|Why Congress Won't Let 60 Chimps Retire|
|Nicki Rossoll||Oct 29, 2013, 5:42 PM|
Karen Su/Getty Images
They have spent their lives in research facilities, been injected with miserable diseases, and used by National Institutes of Health scientists to research new medicines, but now, after being designated by the NIH as "permanently ineligible for biomedical research," 60 chimpanzees, slated for retirement, are unable to be moved to a special sanctuary because of congressional inaction.
At issue is an obscure piece of legislation, The Chimp Act, which puts a cap on the amount of money the NIH can spend, from its appropriated budget, on the care of NIH owned or supported chimpanzees housed in sanctuaries.

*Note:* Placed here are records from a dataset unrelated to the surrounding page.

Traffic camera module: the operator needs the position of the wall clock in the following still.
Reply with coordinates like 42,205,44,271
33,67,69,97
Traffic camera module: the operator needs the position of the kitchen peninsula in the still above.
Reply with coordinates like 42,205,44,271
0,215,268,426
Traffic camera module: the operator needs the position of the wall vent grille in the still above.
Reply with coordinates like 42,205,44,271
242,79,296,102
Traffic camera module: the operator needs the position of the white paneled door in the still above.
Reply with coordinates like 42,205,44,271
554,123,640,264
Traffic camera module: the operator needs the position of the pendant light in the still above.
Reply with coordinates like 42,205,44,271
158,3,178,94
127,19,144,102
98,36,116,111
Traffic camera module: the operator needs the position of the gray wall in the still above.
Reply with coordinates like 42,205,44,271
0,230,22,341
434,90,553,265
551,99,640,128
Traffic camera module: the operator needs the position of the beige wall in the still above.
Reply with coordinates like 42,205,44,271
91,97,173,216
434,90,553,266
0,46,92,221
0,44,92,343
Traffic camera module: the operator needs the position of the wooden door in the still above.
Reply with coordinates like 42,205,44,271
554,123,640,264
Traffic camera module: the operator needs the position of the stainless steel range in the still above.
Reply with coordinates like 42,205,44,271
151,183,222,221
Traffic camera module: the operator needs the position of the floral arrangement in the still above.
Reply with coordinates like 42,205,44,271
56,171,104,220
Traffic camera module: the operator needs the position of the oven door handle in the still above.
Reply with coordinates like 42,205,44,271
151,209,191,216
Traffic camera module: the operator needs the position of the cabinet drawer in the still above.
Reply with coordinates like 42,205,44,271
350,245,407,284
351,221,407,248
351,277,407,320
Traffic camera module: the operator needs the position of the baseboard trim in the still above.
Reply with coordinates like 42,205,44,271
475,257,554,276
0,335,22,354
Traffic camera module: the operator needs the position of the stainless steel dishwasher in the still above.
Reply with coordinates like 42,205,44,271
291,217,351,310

Currently, there are 60 chimpanzees slated to move from the New Iberia Research Center, in Lafayette, La., to Chimp Haven in Keithville, La., this spring. In addition, this law also means trouble for the 100 chimpanzees currently housed in Chimp Haven, designated as retired.
"We have hit this wall, and we need this fixed, or else come mid- to end-November, we will not be able to pay Chimp Haven to take care of these animals," said Dr. Kathy Hudson, NIH Deputy Director for Science, Outreach and Policy. "Scientifically, ethically and economically that is a bad idea."
That wall Hudson is talking about is a $30 million spending limit, enacted under a law in 2000 that legally obligates the NIH to only spend that much of its appropriated funds on the sanctuary care for these chimpanzees.
These 60 chimps that have been designated to head into retirement are not alone. There are many more waiting behind them, since the Institute of Medicine advised the NIH to retire all of its biomedical research chimps, in favor of better, less expensive models for medical research. However, 50 chimpanzees will be placed on retainer in case they are needed for crucial medical studies that could be performed no other way.
There is wide bipartisan support for amending the law, but somehow, the permission slip got lost during the mess that was the government shutdown.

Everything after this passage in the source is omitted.